We have just ended our third week of classes as master’s students at Rice. It has been a whirlwind so far. Being back at Rice, having just graduated in May, is surreal, weird, and comforting all at the same time. I’ve had a great time catching up with old classmates, chatting with former professors, and meeting graduate students in my own department (Bioengineering) and others.
This semester I am taking 13.5 credits of classes, working as a Head TA for a sophomore Bioengineering course, and grading/mentoring for senior Bioengineers in Dr. Richardson’s Capstone Design course. Needless to say, I stay busy week to week.
My course load this semester is as follows:
BIOE 527 (GMI Design Course)
BIOE 528 (GMI Implementation Course)
BIOE 627 (GMI Medical Technology Industry Seminar)
BIOE 539 (Biostatistics–Elective Course)
BIOE 543 (DNA Biotechnology–Elective Course)
This course load is a bit heavy, especially with the GMI Implementation projects, but so far has been manageable. My GMI Implementation projects, which I act as project lead/manager for, are both very exciting and will expose me to areas of medical technology I have not previously dealt with.

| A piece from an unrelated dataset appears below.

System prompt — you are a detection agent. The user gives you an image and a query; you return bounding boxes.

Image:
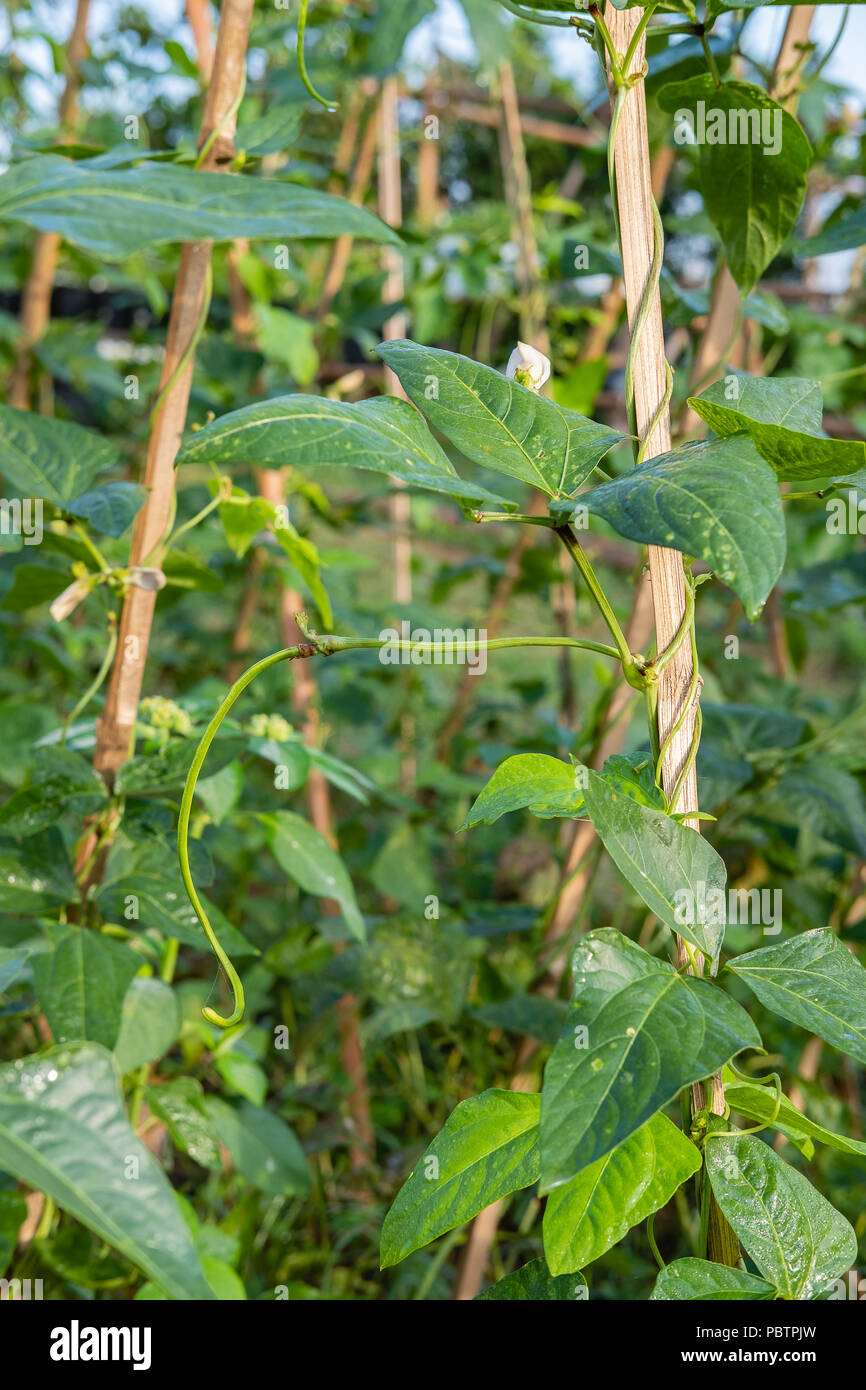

My main project, called Outstenting, involves a minimally invasive, magnetic ureteral stent removal technology for use in pediatric patients who undergo surgery to remove blockage from the channel between the kidney and bladder. This project was started by classmates of mine at Rice in our Capstone Design course last school year. I will be continuing the technology development of this project, and hopefully, by the end of the semester, take it through animal studies and prepare the device for clinical studies.
My second implementation project is co-managed by me and Luis Gené. The two of us will work on PushPusle, a pressure ulcer detector for use in diabetic and geriatric patients at home or in clinical settings. This project is much further along than my other project, meaning most of our work this semester will be focused on preparing the device for clinical trials and managing the data received from those studies.
It’s easy to get overwhelmed with the amount of work that needs to be done, but the best advice I’ve gotten is to take one day at a time. You can’t control what will happen tomorrow until you are living it. Wasting time stressing about what will happen tomorrow, a week from now, or 2 months from now is unproductive and distracting. Along with that, it’s important to unplug and take a break from work to do something you enjoy. The structure of the GMI program gives you a ton of freedom to work when you want, where you want, and in almost any fashion you want. This could result in you doing work 7 days a week for hours and hours each day. If you don’t take a break from work, it will drive you mad. This program gives great experience for learning how to balance your work and personal life without a well defined schedule, which is sometimes the case with jobs in industry.
My posts will come once a month, so I’m sure I will have much more to share about life, my projects, and GMI once we are midway though the semester!